07-11 18:16:11.355 32159 32159 E a : 060101011A1B314F421966216B407C2E
07-11 18:16:11.446 32159 32170 E a : 返回:06020725986A6D010500000000000000
07-11 18:16:11.978 32159 32159 E a : 0201010125986A6D7873473C5C5D124C
07-11 18:16:12.374 32159 32170 E a : 返回:02020162986A6D010500000000000000
07-11 18:16:12.892 32159 32159 E a : 05010630303030303025986A6D476152
07-11 18:16:13.498 32159 32170 E a : 返回:05020100986A6D010500000000000000
07-11 18:16:15.191 32159 32170 E a : 返回:050D0100986A6D010500000000000000
07-11 18:16:21.955 32159 32159 E a : 05010630303030303025986A6D60360B
07-11 18:16:23.169 32159 32170 E a : 返回:05020100986A6D010500000000000000
07-11 18:16:25.167 32159 32169 E a : 返回:050D0100986A6D010500000000000000
07-11 18:16:27.447 32159 32159 E a : 05010630303030303025986A6D4F2241
07-11 18:16:29.155 32159 32170 E a : 返回:05020100986A6D010500000000000000
07-11 18:16:31.151 32159 32264 E a : 返回:050D0100986A6D010500000000000000

It’s those magic numbers again, but it looks like we’re getting the response two (the entries with Chinese characters).
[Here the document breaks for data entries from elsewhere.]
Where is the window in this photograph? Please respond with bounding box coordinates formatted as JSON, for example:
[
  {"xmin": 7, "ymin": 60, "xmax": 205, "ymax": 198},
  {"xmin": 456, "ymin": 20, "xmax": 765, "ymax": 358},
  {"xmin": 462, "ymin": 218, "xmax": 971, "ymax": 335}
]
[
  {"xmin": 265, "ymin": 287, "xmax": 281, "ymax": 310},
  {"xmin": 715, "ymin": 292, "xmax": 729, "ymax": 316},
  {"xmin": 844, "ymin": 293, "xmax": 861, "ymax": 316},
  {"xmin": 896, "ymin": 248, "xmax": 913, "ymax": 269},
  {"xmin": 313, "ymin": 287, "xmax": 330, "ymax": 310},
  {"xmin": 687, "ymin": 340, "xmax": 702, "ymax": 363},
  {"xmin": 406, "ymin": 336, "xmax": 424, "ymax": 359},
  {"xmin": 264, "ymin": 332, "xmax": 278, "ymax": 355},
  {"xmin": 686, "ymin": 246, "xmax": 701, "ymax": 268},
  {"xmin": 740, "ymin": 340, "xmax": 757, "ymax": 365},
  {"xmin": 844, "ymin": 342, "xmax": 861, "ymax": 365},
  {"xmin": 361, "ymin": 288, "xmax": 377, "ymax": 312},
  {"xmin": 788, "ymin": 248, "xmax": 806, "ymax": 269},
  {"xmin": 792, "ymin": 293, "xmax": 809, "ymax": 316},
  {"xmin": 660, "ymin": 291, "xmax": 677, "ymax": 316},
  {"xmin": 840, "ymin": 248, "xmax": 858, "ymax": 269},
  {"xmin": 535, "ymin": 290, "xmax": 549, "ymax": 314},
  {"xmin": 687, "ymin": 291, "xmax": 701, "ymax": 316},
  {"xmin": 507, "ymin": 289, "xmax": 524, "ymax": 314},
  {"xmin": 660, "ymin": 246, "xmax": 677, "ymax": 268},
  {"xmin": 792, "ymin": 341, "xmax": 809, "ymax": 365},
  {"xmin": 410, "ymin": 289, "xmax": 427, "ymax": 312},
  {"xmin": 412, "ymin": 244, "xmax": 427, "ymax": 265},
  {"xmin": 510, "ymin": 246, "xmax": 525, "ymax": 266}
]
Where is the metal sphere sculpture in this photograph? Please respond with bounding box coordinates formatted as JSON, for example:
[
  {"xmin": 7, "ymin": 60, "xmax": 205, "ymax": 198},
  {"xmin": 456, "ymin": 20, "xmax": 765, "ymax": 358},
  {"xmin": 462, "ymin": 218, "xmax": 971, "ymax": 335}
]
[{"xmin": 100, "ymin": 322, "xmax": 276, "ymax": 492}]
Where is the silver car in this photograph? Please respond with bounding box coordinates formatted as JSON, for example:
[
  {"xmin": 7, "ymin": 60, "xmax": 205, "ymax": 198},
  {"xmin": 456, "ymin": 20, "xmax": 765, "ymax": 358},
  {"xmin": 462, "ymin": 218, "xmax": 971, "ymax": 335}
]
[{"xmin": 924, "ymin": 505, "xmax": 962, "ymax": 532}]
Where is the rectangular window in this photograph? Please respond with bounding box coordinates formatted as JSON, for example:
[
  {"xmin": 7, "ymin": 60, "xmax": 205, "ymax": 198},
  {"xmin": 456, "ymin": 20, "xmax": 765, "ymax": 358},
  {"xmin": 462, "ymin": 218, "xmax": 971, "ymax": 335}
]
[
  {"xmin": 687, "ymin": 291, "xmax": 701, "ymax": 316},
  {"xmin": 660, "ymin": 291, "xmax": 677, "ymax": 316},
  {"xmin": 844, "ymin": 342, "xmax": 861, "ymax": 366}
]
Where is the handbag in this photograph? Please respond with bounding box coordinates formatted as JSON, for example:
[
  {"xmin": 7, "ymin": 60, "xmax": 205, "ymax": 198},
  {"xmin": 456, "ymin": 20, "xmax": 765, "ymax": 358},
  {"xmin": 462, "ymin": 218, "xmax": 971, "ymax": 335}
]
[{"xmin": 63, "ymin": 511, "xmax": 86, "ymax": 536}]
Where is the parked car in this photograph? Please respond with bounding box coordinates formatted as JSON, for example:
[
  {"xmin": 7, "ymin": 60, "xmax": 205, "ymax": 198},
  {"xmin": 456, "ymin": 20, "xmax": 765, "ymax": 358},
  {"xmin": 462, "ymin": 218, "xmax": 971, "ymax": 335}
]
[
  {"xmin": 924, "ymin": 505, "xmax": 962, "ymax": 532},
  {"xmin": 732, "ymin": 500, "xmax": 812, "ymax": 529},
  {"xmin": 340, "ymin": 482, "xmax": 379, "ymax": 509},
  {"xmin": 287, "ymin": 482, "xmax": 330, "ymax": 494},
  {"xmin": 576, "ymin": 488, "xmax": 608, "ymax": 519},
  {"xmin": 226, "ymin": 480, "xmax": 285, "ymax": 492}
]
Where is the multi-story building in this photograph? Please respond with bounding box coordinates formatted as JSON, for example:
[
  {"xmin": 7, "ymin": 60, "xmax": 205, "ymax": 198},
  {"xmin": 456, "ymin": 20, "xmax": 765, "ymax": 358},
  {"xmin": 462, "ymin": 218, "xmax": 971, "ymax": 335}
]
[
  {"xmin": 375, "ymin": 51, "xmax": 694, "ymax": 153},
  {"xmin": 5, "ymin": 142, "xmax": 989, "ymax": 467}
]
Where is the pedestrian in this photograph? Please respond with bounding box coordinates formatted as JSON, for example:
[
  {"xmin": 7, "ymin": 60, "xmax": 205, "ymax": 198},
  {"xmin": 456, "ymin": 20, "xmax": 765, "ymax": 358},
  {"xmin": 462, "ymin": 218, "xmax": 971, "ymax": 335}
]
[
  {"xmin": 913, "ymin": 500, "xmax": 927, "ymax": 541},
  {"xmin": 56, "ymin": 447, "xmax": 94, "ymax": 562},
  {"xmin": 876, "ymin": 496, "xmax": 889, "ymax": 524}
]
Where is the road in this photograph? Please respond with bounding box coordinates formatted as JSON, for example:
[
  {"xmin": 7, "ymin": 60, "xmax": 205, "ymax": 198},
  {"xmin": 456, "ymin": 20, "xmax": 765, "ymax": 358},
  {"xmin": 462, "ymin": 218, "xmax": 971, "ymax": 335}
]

Mixed with some reversing of the app, here’s a slightly annotated version:

Out: 0201010125986A6D7873473C5C5D124C
In:  02020162986A6D010500000000000000
Out: 05010630303030303025986A6D476152 
In:  05020100986A6D010500000000000000
In:  050D0100986A6D010500000000000000
Out: 05010630303030303025986A6D60360B
In:  05020100986A6D010500000000000000
In:  050D0100986A6D010500000000000000
Out: 05010630303030303025986A6D4F2241

That’s about as far as I can get. I’m pretty much six octets off a full attack.